Einmal Galaxis und zurück: Die harte Landung der Raumstation Orion

Im Sommer jährt sich zum 50. Mal der Zusammenbruch der Kölner Privatbank Herstatt. Die filmreife Pleite mit ihren schillernden Protagonisten kam einem Erdbeben gleich, das auch ein halbes Jahrhundert später noch nachwirkt.


Plakat des Bankhauses Herstatt, Anfang 1970er Jahre

Für viele das Pressefoto des Jahres, ein Schwarzweißfoto vom 27. Juni 1974 – trotz des deutschen Sieges bei der Fußball-WM nur wenige Tage später mit einem strahlenden Franz Beckenbauer und der FIFA-Trophäe in seinen Händen. 

Zu sehen ist darauf: Das Gebäude unter Sachsenhausen 6 in Köln, Hauptsitz des Bankhauses Iwan D. Herstatt. Hunderte von Kunden belagern den von Polizisten gesicherten Eingang. Ein Mann im Anzug mit Megafon, Bankdirektor Hans-Hermann Gerloff, versucht die aufgebrachte Menge zu beruhigen. Wut, Panik, Existenzangst: Die Menschen fürchten den Verlust ihres Ersparten. Kaum ein älterer Deutscher, der dieses Bild nicht irgendwo in seinem Gedächtnis abgespeichert hat, und kaum ein TV-Rückblick aus den 1970ern, dem zum Thema Herstatt-Pleite viel mehr als dieses eine Foto einfällt, das stellvertretend für einen lange Zeit unbegreiflichen Finanzkrimi herhalten muss. 

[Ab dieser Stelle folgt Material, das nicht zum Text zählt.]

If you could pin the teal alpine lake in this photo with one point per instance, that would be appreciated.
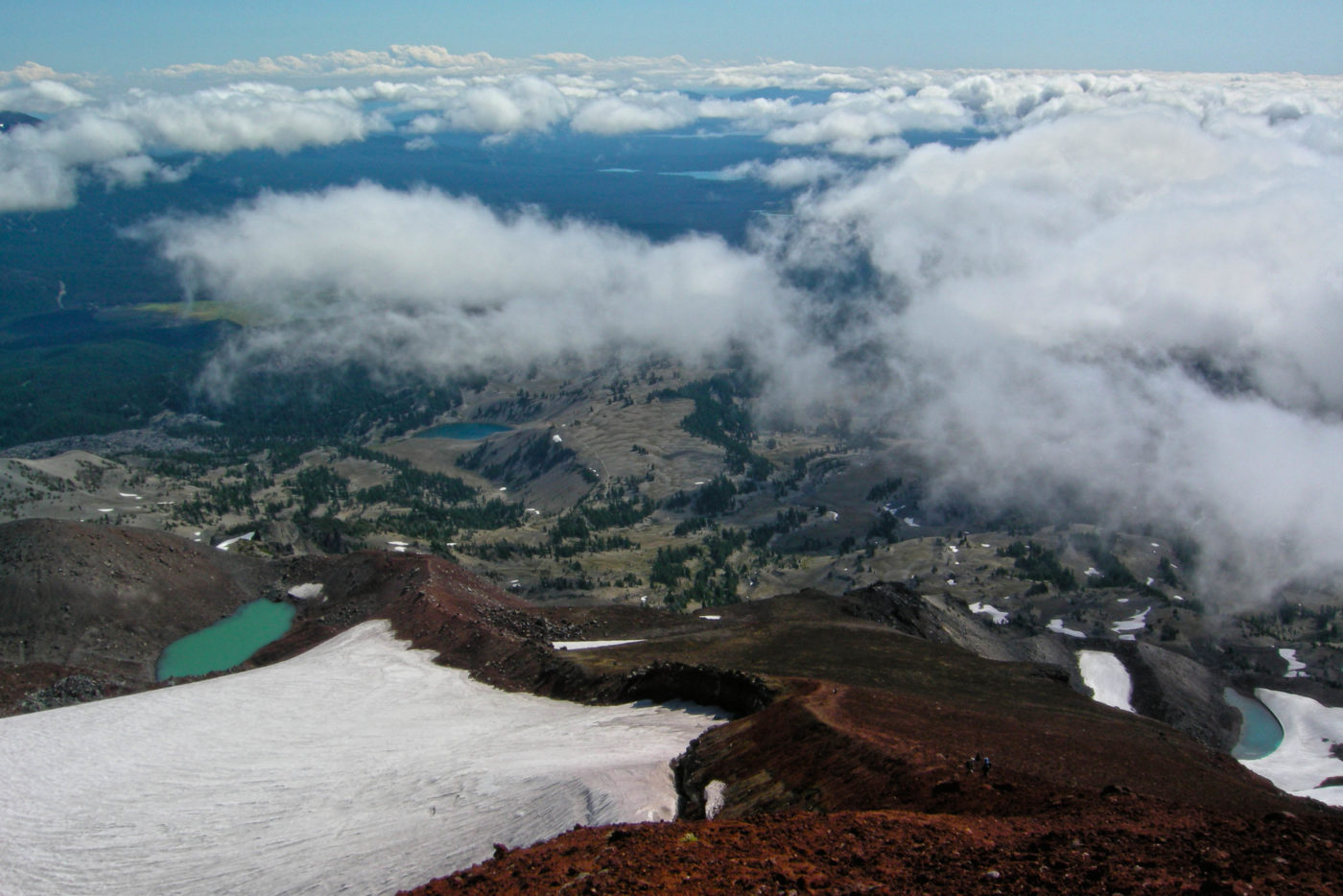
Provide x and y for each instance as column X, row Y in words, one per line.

Die Science-Fiction-Welt des Dany Dattel

Dany Dattel war Abteilungsleiter der Devisenabteilung des Instituts. Ein Superstar der bundesdeutschen Finanzszene. Bis ihn sein scheinbar sicheres Gespür im Devisenhandel verließ und er immer verzweifelter werdend damit begann, den Erfolg auf kriminelle Weise erzwingen zu wollen. Dattel und seine jugendliche Clique der „Goldjungs“, so etwas wie die Rockstars der Devisenspekulation, wussten sich selbst perfekt als Zukunftsbanker zu inszenieren. Das Sextett arbeitete weitgehend unbehelligt von Rückfragen und abgekoppelt von anderen Abteilungen der Bank in der mit Computertechnik und vielen Telefonen vollgestopften „Raumstation Orion“. Eine derartig ausgestatteter Bankarbeitsplatz wirkte auf Zeitgenossen wie Science Fiction und führte zu der an die damals populäre Fernsehserie „Raumpatrouille Orion“ angelehnten Bezeichnung. Eine Aufsicht im heutigen Sinne gab es damals weder intern noch extern.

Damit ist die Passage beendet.